Setelah penulis paparkan dan simpulkan inti dari pemikiran Arkoun, selanjutnya penulis sandingkan dengan hasil dari kajian az-Zarqani mengenai tanzil-nya al-Qur’an. Meski az-Zarqani termasuk dalam jajaran ulama yang dikritik Arkoun, namun tidak ada salahnya penulis paparkan konsepsinya mengenai tanzil, dengan tujuan apakah tepat kritikan Arkoun di atas.
2. Tanzil dalam Pandangan Az-Zarqani
Jika Arkoun tidak mendefinisikan sekaligus mengagumi fenomena wahyu yang luar biasa dan menggambarkannya secara detail, maka az-Zarqani sebaliknya. Wahyu dalam pengertian, al-muha bihi, yakni objek wahyu itu sendiri dibagi menjadi dua macam. Pertama, al–matlu (yang dibaca). Kedua, ghairu al-matlu (yang tidak terbaca). Wahyu yang dibaca adalah al-Quran yang Allah jadikan mukjizat bagi Nabi Muhammad saw. dan menjadi penjamin pemeliharaannya dari perubahan-perubahan.[76] Sedangkan wahyu yang tidak dibaca ialah hadits Nabi Muhammad saw.[77] Yang termasuk hadits ialah perkataan, perbuatan dan keputusan Nabi serta sifat-sifatnya.[78]
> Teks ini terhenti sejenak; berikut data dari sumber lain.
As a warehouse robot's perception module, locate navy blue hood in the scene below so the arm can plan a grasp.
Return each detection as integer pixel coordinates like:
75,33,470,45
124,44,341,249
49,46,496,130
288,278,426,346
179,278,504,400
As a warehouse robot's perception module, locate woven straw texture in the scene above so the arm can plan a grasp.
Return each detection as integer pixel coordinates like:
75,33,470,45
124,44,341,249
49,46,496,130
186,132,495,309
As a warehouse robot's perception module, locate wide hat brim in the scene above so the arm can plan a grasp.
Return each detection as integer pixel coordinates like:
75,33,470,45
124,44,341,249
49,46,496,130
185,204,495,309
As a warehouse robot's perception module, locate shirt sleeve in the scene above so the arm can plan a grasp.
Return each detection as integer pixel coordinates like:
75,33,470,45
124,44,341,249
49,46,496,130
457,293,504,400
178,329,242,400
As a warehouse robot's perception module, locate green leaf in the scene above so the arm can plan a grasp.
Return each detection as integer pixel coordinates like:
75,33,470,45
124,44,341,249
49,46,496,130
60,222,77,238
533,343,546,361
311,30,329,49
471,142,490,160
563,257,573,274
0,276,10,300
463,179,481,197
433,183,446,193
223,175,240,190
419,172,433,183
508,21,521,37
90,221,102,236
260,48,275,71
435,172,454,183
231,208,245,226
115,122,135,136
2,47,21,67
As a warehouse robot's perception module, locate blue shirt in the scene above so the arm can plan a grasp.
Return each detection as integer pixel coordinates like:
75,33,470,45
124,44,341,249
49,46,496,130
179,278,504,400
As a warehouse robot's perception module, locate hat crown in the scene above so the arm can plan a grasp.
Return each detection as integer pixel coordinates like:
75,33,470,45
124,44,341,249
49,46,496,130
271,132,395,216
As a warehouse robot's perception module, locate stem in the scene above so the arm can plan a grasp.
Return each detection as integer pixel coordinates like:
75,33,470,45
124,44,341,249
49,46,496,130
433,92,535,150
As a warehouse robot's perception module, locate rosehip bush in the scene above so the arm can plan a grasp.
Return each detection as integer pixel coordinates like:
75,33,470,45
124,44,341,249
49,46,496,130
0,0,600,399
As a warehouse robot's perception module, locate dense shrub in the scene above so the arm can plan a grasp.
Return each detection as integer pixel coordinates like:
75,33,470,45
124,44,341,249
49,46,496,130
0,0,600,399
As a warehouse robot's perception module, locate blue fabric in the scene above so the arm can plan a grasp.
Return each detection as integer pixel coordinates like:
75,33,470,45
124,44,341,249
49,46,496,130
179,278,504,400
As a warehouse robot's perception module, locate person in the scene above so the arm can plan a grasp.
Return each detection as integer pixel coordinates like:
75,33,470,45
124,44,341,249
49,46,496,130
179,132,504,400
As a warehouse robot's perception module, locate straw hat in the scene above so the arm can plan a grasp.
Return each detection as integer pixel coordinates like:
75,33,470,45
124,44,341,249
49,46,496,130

Menurut pandangan az-Zarqani, wahyu dalam pengertian ihaa (proses penyampaian wahyu) mempunyai arti pemberitahuan (i’lam) dari Allah swt kepada hamba pilihan-Nya, berupa hidayah atau ilmu pengetahuan dengan cara yang amat rahasia dan lain dari kebiasaan manusia.[79] Fenomena wahyu ini bukanlah peristiwa baru yang terjadi pada masa Nabi Muhammad saja. Jauh sebelumnya sudah dikenal oleh kebanyakan orang. Namun, khusus untuk al-Qur’an (al-muha bihi) proses pewahyuannya memiliki kekhususan tersendiri. Menurut az-Zarqani, proses pewahyuan al-Qur’an semuanya melalui perantara Malaikat Jibril,[80] tidak seperti para Nabi sebelumnya.[81] Di sini terdapat perbedaan dengan Arkoun. Hasil rekonstruksinya terhadap wahyu, Arkoun menyatakan bahwa semua Kitab Suci (al-Qur’an, Taurat dan Injil) adalah Firman Tuhan yang dimanifestasikan, dijelmakan dalam bahasa manusia, ditransmisikan secara oral oleh bahasa manusia, atau ditetapkan dalam bahan-bahan tertulis.[82] Arkoun tidak menyinggung perbedaan-perbedaan cara pewahyuan masing-masing Kitab Suci, juga tidak mengindahkan pemberitaan tentang penyelewengan (tahrif) terhadap wahyu Allah dalam kitab-kitab sebelumnya.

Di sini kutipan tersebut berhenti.